Not that Conan Doyle wrote without humour but, it is very clear that this is Horowitz writing as Dr John Watson (a more intelligent, introspective and reflective Watson, to be sure) and not Horowitz trying to write as ACD writing as Watson.
Note also that the story itself, the case, is more convoluted than many of ACD’s Holmes stories. True, in those, Conan Doyle/Watson bigged up the case mercilessly, describing each as a singular affair of great mystery and complexity but in most cases the circumstances would be odd or outlandish but not especially baffling and often somewhat contrived. Horowitz clearly felt that the onus was upon him to go to town on the twists and turns, to deliver a crime thriller that could stand alongside the best of today’s. In many respects then, House of Silk is not only a worthy successor to the ACD canon but is, dare I say it, an improvement?

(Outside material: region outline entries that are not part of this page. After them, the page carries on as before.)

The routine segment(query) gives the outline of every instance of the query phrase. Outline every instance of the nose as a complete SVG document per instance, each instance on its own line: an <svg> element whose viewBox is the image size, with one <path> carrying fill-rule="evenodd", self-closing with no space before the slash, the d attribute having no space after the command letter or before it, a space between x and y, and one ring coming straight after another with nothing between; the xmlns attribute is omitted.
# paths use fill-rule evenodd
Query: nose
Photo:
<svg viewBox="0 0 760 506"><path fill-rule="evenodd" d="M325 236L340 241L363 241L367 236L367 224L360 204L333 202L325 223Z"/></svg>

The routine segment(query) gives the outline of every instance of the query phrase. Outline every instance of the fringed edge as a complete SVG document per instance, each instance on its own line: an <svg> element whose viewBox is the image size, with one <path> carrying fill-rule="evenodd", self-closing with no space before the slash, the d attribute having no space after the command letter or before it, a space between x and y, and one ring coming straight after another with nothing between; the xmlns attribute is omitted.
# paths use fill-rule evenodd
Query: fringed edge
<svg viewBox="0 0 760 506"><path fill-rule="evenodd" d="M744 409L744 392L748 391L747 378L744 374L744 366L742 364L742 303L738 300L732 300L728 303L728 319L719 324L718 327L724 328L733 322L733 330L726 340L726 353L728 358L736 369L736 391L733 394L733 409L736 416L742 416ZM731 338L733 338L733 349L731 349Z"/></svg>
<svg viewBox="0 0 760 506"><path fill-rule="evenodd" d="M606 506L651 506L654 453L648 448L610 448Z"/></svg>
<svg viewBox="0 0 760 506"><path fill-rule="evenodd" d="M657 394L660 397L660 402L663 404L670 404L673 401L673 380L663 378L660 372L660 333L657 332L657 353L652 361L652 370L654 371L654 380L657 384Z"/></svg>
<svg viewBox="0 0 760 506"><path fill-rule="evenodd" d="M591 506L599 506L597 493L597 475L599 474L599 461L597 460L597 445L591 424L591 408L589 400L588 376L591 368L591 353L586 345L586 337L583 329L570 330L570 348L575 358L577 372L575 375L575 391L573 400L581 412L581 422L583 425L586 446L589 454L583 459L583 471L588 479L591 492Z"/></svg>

Many of our old acquaintances make their appearance in the story. The Baker St Irregulars, Mycroft and, of course Mrs Hudson all play their part in House of Silk but, for Inspector Lestrade, there is a central role. Here Horowitz does turn from the path laid by ACD, for he feels the need to deal with this heretofore arrogant and not especially gifted detective in a rather more sympathetic way than did ACD, who, in the manner of the times, was happy to call a spade a spade, or at least call an incompetent fool an incompetent fool.